2. Tier 2: Hemostasis & Immune Support

   • Platelet-Mimicking Particles

     • Polymer Microdiscs or Lipid Vesicles: Microfabrication methods to produce particles that bind to exposed collagen or activated platelets at injury sites.

     • Surface Engineering: Functionalizing surfaces with specific ligands (e.g., von Willebrand factor–binding domains) to ensure targeted adhesion.

   • Essential Coagulation Factors

     • Recombinant Fibrinogen & Factor VIII/IX: Produced via engineered cell lines with proper glycosylation patterns. Purification involves column chromatography and advanced proteomics to verify function.

   • Passive Immune Support (Immunoglobulins)

     • Yeast or Bacterial Expression Systems: Engineered to produce polyclonal or monoclonal antibodies that match typical human IgG patterns.

     • Cell-Free Protein Synthesis: Rapid, modular assembly of immunoglobulins without relying on full-time cell cultivation.

3. Tier 3: Advanced Bioreactivity & Nutrient Delivery

   • Complement Proteins & Cytokines

     • Synthetic Biology & Glycoengineering: CHO or HEK293 cell lines (or cell-free systems) that can add the post-translational modifications necessary for functional complement complexes (e.g., C3, C5, Factor B).

     • Nanoparticle Conjugation: Protecting fragile proteins during storage and transit by encapsulating them in biodegradable carriers.

   • Nutrient Carriers & Waste Buffering

     • Enzyme-Loaded Nanoreactors: Microcapsules containing enzymes (e.g., urease, lactate oxidase) to break down metabolic byproducts, mimicking kidney or liver functions.

     • Smart Hydrogel Particles: pH-responsive materials that release glucose or other nutrients when sensors detect a drop in local blood sugar.

   • Real-Time Sensing & Feedback

     • Microelectronic Biosensors: Integrated into fluid delivery systems to measure lactate, pH, partial pressures of O₂/CO₂, and dynamically adjust composition.

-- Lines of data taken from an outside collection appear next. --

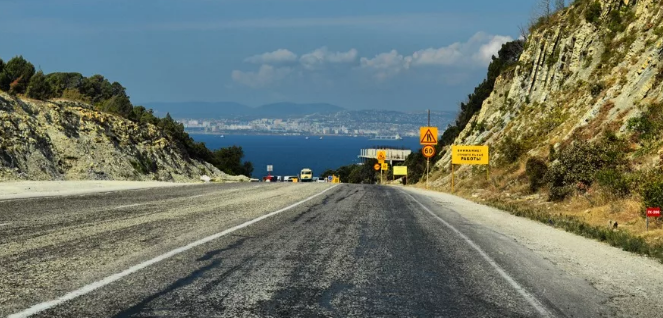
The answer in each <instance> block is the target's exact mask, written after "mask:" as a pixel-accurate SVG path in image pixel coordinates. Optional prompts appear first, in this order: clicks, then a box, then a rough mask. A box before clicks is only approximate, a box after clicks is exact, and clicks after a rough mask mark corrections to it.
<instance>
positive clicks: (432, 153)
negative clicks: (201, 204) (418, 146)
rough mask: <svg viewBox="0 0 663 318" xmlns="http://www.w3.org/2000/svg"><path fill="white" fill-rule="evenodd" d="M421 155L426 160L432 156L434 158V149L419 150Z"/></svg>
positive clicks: (422, 149)
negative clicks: (421, 155)
mask: <svg viewBox="0 0 663 318" xmlns="http://www.w3.org/2000/svg"><path fill="white" fill-rule="evenodd" d="M421 153H422V154H423V155H424V157H426V158H433V156H435V147H433V146H425V147H423V148H421Z"/></svg>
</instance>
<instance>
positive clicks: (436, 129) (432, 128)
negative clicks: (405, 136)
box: [419, 127, 438, 146]
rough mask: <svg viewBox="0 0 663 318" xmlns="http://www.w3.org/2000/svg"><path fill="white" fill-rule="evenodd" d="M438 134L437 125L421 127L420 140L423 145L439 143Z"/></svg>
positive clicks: (419, 135) (433, 144) (419, 131)
mask: <svg viewBox="0 0 663 318" xmlns="http://www.w3.org/2000/svg"><path fill="white" fill-rule="evenodd" d="M437 136H438V135H437V127H419V140H420V144H421V145H423V146H427V145H431V146H435V145H437Z"/></svg>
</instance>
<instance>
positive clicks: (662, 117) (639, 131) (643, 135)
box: [627, 103, 663, 141]
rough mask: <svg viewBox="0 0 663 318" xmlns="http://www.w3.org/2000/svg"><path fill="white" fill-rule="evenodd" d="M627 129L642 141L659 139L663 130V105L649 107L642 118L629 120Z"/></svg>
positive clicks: (659, 104)
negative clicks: (662, 130)
mask: <svg viewBox="0 0 663 318" xmlns="http://www.w3.org/2000/svg"><path fill="white" fill-rule="evenodd" d="M627 129H628V130H629V131H631V132H634V133H636V134H638V138H639V139H640V140H644V141H653V140H656V139H658V137H659V136H660V135H661V130H662V129H663V103H660V104H652V105H649V106H648V107H647V108H646V109H645V111H644V112H643V113H642V114H641V115H640V116H638V117H634V118H631V119H629V121H628V123H627Z"/></svg>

4. Tier 4: Functional Cellular Components

   • Engineered Immune Cells

     • Bioreactor Cultures of WBCs (e.g., Neutrophils, Lymphocytes): Requires breakthroughs in stem cell technology and ex vivo differentiation protocols; potentially leverages 3D-printed biostructures for improved viability.

     • Cell-Free Immune Mimics: Nanoparticles with surface-bound pattern recognition receptors to neutralize pathogens—an extension of Tier 3’s advanced bioreactivity.

   • Continuous Platelet “Factories”

     • Megakaryocyte Cultures: Bioreactors that generate functional platelets in vitro, requiring microfluidic “shear” environments to induce platelet shedding.

   • Hormonal Integration

     • Recombinant Hormones (EPO, Insulin, etc.): On-demand biosynthesis tied to sensor feedback loops, ensuring hormone release mirrors physiologic needs.

This roadmap underscores the multi-layered technologies required—from synthetic biology and nanotechnology to advanced cell-free protein expression and biosensor integration—to systematically build and refine synthetic blood. While companies like Hemarina and Haima Therapeutics offer promising niche solutions, creating a universal product that unites oxygen transport, immune defense, coagulation, and metabolic homeostasis demands collaboration across bioengineering, chemistry, and systems biology.